Death Loved Me First: a micro play

My First Encounter With the Gothic, by West Ambrose

A meadow, sunset.

YOU

(Reading aloud from a journal)

‘Slowly, slowly we find what haunts us. That is the way of the world…’

 

Enter DEATH, disguised as a beggar. He stands close to YOU, but their shadows don’t meet.

 

DEATH

For you?

 

YOU

For those who grow into it. They become as a small, white aster, unfurling to rot.

 

DEATH

Death finds them through wild words, fictitious conventions brimming with ghosts.

 

YOU

That’s the Gothic.

 

DEATH

The Brontës, The Shelleys, Stoker and Wilde.

 

YOU

Their fantasies or biographies?

 

DEATH
Their readers or lack-thereof?

 

YOU

Perhaps, stories are agreements between both. I was found. Once, long ago… In the place between sleep and light.

 

DEATH

Who found you?

 

YOU

A dark shadow that loomed over my whole life. A man in the shape of a scythe, the beam of a weird, gaunt moon descending upon my soft curls. He was taller than myself, a man before I was even born. He was centuries old, older than the century itself.
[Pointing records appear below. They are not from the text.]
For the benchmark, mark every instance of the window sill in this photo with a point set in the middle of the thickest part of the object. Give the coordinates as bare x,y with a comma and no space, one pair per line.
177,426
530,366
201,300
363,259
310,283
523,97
He laid at the side of every speared doe and drank its blood. When he came over me, I knew I would not make it out alive. Still, I looked at him, in the spirits of winking candles, the dancing flames of the wind, the filaments burning through the gloam-hushed cosmos of nature; the passion of each sweeping rainstorm, foxgloves and belladonna, red-eyed wolves and razor-toothed whales, the smoke of tumultuous waves, crashing upwards, over and over… As he trembled.

 

DEATH

Don’t you mean you looked for him?

 

YOU

No. At him. I tilted my head back that night to receive a kiss from the most loving, universal father I ever could.

 

DEATH

You weren’t afraid?

 

YOU
He made me. I unmade him. There’s a difference— He trembled. As he stood over my cradle that night, he shook juniper pins from their boughs and the foam from each ebb. Every dark fairy has a blessing to bestow—

 

DEATH
Don’t you mean a curse? Don’t you blame him?

YOU
For cradling me as I lay dying? I was a child. I saw my death in all because it had already come. These years were a gift to me, a waking afterlife where I was no longer alone with false guides through infernal circles. Mothers and fathers may have rushed to that primordial cradle, sisters and brothers trying to affix any orientation to my untameable soul, but they failed. They weren’t first. (pause) Still, I am haunted by one thing.

 

DEATH

What is that?

 

YOU
Why he trembled. I was only a child then.

 

DEATH takes off his silly disguise. His shadow now makes a perfect crescent moon over the boy. In the deepening sunset, their shadows merge, heart-like.

 

DEATH

Because you were my whole world then. And you haunted me b-because you existed. You were sick and I was helpless to stop it. So I kept you as my own boy. I could not love you any less. I  never could.

 

They kiss, and drift out into the evening as a pair of ghosts. FIN.